Linux is the recommended OS. Nearly everything also works on MacOSX, but some programs (fastqc, Trinity) are troublesome.
wget https://repo.continuum.io/miniconda/Miniconda3-latest-Linux-x86_64.sh bash Miniconda3-latest-Linux-x86_64.sh -b echo export PATH="$HOME/miniconda3/bin:$PATH" >> ~/.bash_profile source ~/.bash_profile
Now, get the eelpond code
git clone https://github.com/dib-lab/eelpond.git cd eelpond
Create a conda environment with all the dependencies for eelpond
conda env create --file environment.yml -n eelpond
Activate that environment. You'll need to do this anytime you want to run eelpond
conda activate eelpond
Now you can start running workflows on test data!

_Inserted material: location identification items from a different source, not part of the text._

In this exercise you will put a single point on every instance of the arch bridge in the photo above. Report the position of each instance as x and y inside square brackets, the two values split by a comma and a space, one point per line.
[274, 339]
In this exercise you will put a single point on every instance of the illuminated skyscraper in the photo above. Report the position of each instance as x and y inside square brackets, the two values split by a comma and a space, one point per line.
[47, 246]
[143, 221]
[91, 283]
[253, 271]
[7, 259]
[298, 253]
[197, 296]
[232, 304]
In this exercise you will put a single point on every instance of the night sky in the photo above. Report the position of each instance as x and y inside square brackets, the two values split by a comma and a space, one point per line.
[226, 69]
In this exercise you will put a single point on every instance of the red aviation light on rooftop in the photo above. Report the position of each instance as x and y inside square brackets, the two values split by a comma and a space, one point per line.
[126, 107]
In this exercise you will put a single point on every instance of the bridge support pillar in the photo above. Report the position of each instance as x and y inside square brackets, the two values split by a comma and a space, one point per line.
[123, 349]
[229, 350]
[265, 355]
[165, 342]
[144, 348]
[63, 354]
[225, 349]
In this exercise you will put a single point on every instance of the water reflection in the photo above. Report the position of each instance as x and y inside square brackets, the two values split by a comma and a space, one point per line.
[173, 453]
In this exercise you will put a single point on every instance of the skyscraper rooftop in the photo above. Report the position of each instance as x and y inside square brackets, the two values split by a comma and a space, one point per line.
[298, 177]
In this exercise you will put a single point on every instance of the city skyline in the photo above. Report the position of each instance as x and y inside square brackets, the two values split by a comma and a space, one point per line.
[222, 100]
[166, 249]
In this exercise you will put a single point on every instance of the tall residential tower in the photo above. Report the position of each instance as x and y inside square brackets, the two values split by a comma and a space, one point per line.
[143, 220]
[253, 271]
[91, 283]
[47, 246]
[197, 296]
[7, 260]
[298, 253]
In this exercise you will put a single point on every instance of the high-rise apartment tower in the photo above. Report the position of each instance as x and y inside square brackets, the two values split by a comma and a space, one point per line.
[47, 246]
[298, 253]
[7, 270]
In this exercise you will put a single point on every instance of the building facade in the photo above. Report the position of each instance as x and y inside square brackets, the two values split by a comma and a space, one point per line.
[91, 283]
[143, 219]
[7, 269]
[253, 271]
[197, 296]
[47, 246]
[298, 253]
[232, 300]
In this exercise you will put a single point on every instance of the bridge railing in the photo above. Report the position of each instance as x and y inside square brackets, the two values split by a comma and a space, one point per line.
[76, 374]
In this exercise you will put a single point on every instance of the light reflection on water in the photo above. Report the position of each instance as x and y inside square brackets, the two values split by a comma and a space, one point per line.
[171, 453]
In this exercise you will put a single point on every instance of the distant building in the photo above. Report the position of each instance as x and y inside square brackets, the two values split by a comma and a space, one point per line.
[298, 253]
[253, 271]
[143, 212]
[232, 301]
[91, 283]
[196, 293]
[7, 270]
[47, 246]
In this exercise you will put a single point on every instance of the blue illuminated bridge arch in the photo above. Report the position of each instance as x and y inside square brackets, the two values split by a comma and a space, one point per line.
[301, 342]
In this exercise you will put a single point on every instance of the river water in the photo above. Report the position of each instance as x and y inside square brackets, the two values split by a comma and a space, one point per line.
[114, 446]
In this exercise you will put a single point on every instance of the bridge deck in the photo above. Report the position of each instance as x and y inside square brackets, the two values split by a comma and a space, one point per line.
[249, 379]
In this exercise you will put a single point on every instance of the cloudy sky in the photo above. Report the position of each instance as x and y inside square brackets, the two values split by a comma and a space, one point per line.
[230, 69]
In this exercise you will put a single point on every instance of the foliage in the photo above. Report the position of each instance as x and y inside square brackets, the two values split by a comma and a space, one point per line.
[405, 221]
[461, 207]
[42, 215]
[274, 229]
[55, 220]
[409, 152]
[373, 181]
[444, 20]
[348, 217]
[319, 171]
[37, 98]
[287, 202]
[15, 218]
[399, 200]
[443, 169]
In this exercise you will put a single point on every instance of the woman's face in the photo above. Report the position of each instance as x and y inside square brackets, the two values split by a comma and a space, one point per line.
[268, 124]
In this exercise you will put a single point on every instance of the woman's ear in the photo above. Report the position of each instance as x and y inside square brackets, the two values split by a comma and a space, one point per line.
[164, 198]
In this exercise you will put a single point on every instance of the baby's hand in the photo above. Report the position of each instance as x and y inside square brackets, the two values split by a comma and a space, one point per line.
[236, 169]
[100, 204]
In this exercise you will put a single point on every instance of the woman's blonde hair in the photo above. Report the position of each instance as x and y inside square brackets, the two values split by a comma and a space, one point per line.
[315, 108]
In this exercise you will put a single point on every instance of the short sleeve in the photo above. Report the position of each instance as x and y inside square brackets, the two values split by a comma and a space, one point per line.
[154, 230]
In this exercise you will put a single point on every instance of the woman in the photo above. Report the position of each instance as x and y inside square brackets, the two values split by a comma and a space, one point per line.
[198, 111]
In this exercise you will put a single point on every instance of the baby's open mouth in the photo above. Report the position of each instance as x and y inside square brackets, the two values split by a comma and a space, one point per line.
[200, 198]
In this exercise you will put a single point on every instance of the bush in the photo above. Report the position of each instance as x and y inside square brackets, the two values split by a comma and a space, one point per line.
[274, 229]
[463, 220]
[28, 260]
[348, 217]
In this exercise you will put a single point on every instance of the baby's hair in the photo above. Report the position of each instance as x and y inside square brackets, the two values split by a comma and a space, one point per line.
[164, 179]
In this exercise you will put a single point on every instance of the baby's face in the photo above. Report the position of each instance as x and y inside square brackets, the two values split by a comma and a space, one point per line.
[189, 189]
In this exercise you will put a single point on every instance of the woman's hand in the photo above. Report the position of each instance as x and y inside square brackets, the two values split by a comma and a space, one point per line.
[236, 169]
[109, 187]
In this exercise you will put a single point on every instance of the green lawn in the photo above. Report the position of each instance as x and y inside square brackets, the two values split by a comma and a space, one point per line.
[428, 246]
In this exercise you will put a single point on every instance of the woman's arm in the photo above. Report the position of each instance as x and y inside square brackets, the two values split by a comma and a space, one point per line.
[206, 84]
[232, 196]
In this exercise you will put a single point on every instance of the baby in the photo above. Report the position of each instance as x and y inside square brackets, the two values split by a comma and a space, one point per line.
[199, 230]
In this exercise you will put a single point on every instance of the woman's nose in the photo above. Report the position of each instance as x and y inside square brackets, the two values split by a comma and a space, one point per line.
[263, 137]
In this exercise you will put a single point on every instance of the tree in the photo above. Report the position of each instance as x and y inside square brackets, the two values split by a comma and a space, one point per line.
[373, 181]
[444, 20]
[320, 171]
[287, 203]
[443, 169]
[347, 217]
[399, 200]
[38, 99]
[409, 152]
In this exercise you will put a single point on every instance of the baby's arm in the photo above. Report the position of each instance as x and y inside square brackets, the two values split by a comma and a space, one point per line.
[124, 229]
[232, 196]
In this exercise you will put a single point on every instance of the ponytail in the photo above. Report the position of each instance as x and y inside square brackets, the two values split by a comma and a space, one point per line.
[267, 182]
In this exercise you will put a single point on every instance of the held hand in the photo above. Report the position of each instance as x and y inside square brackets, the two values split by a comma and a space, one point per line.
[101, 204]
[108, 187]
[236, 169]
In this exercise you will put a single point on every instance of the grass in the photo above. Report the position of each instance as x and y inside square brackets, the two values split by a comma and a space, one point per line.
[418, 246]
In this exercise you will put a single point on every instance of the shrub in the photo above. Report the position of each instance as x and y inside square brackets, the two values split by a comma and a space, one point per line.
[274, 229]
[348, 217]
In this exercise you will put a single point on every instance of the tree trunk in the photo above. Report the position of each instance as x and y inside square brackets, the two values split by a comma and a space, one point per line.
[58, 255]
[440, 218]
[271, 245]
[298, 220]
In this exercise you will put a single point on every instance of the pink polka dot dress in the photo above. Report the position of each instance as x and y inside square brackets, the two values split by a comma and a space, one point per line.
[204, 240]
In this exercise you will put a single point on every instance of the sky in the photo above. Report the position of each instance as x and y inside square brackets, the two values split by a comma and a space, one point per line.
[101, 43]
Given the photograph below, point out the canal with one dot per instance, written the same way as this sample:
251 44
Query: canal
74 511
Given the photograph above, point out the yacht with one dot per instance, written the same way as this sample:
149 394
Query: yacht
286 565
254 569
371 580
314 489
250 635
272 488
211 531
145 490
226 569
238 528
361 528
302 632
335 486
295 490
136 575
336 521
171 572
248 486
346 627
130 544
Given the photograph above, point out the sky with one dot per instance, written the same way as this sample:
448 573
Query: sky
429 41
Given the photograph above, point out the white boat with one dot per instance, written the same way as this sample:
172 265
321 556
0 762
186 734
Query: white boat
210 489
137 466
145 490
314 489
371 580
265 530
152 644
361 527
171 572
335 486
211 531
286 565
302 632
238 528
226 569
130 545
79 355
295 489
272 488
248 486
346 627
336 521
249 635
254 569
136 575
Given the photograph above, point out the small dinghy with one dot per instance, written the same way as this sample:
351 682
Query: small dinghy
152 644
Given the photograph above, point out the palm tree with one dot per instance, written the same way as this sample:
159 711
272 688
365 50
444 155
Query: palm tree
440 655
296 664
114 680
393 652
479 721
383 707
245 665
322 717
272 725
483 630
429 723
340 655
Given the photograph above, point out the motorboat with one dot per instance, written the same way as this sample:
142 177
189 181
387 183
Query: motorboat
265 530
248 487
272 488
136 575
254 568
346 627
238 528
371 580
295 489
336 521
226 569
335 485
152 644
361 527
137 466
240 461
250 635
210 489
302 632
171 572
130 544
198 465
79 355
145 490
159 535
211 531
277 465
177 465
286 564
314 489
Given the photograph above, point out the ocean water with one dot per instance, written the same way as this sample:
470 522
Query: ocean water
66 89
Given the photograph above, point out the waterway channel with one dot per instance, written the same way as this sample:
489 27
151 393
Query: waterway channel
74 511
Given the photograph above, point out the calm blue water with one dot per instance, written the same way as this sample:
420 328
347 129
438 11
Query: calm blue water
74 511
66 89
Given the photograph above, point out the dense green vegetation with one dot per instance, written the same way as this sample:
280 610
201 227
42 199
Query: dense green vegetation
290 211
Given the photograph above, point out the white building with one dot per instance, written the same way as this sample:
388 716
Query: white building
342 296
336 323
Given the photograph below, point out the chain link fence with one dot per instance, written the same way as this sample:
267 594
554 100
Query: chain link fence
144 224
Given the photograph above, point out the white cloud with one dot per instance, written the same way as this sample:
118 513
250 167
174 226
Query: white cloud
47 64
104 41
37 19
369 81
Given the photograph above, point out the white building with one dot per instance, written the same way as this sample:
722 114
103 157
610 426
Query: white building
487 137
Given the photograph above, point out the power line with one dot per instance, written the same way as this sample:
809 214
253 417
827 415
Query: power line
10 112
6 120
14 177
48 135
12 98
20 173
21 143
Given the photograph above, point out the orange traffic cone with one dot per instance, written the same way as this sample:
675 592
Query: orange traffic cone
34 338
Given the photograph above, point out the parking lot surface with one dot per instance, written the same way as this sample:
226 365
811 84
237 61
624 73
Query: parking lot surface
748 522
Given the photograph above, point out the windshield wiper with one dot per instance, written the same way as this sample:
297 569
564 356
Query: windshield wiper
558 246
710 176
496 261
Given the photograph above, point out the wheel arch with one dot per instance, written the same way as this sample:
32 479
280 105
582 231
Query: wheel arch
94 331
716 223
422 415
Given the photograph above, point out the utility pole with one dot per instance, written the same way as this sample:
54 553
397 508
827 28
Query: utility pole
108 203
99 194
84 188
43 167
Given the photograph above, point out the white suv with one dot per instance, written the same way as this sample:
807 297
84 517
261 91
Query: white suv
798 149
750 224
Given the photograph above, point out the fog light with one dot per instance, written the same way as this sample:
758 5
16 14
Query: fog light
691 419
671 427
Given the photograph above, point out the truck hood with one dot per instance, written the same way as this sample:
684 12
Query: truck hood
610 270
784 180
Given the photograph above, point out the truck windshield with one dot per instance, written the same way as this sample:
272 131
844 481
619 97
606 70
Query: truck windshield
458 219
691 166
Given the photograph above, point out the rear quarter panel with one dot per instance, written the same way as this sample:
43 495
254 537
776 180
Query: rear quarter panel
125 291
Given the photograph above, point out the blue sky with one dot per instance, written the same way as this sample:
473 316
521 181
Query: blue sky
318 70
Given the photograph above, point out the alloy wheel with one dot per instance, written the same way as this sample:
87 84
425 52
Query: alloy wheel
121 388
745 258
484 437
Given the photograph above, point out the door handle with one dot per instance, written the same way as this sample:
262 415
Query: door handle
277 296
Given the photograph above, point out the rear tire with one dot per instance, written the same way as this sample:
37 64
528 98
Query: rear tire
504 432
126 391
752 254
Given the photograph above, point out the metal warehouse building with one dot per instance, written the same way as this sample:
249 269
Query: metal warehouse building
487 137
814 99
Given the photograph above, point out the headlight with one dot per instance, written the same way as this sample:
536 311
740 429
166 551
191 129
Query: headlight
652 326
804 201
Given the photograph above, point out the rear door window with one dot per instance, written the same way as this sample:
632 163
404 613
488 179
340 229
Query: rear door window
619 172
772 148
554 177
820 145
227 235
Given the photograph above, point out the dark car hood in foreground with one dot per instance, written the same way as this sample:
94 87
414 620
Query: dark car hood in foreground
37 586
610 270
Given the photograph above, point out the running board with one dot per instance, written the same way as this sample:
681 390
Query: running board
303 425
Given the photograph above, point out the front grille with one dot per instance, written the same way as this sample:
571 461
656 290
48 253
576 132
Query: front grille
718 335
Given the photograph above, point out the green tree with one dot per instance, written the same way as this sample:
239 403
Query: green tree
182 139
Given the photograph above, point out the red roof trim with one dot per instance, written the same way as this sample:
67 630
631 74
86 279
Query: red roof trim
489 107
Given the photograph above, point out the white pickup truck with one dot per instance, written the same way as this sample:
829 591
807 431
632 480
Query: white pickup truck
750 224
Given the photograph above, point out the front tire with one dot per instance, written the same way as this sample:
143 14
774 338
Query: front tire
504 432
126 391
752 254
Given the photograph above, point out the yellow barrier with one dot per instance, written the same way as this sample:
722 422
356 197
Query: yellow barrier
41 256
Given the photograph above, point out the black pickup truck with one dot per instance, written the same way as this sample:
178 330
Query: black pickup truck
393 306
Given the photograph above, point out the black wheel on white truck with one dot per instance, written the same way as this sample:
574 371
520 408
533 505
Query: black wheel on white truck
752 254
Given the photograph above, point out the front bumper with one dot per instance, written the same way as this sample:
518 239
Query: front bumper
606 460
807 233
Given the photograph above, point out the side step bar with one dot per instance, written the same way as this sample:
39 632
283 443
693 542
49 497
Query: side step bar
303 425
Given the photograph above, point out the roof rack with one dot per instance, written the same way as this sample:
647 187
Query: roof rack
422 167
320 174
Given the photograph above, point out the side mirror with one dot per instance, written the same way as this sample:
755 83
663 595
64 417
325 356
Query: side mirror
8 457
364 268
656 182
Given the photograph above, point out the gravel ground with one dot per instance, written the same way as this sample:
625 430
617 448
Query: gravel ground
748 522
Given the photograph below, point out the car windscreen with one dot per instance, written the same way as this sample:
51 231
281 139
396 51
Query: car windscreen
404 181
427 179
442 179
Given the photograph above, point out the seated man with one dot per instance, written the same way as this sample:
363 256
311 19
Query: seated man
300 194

Default workflow: Eel Pond Protocol for de novo RNAseq analysis
The Eel Pond protocol (which inspired the
eelpond name) included line-by-line commands that the user could follow along with using a test dataset provided in the instructions. We have re-implemented the protocol here to enable automated de novo transcriptome assembly, annotation, and quick differential expression analysis on a set of short-read Illumina data using a single command. See more about this protocol here.
To test the default workflow:
./run_eelpond examples/nema.yaml default
This will download and run a small set of Nematostella vectensis test data (from Tulin et al., 2013)
Running Your Own Data
To run your own data, you'll need to create two files:
tsvfile containing your sample info
yamlfile containing basic configuration info
Generate these by following instructions here: Understanding and Configuring Workflows.
You can see the available workflows (and which programs they run) by using the
./run_eelpond examples/nema.yaml --print_workflows
- preprocess: Read Quality Trimming and Filtering (fastqc, trimmomatic)
- kmer_trim: Kmer Trimming and/or Digital Normalization (khmer)
- assemble: Transcriptome Assembly (trinity)
- assemblyinput: Specify assembly for downstream steps
- annotate : Annotate the transcriptome (dammit, sourmash)
- quantify: Quantify transcripts (salmon)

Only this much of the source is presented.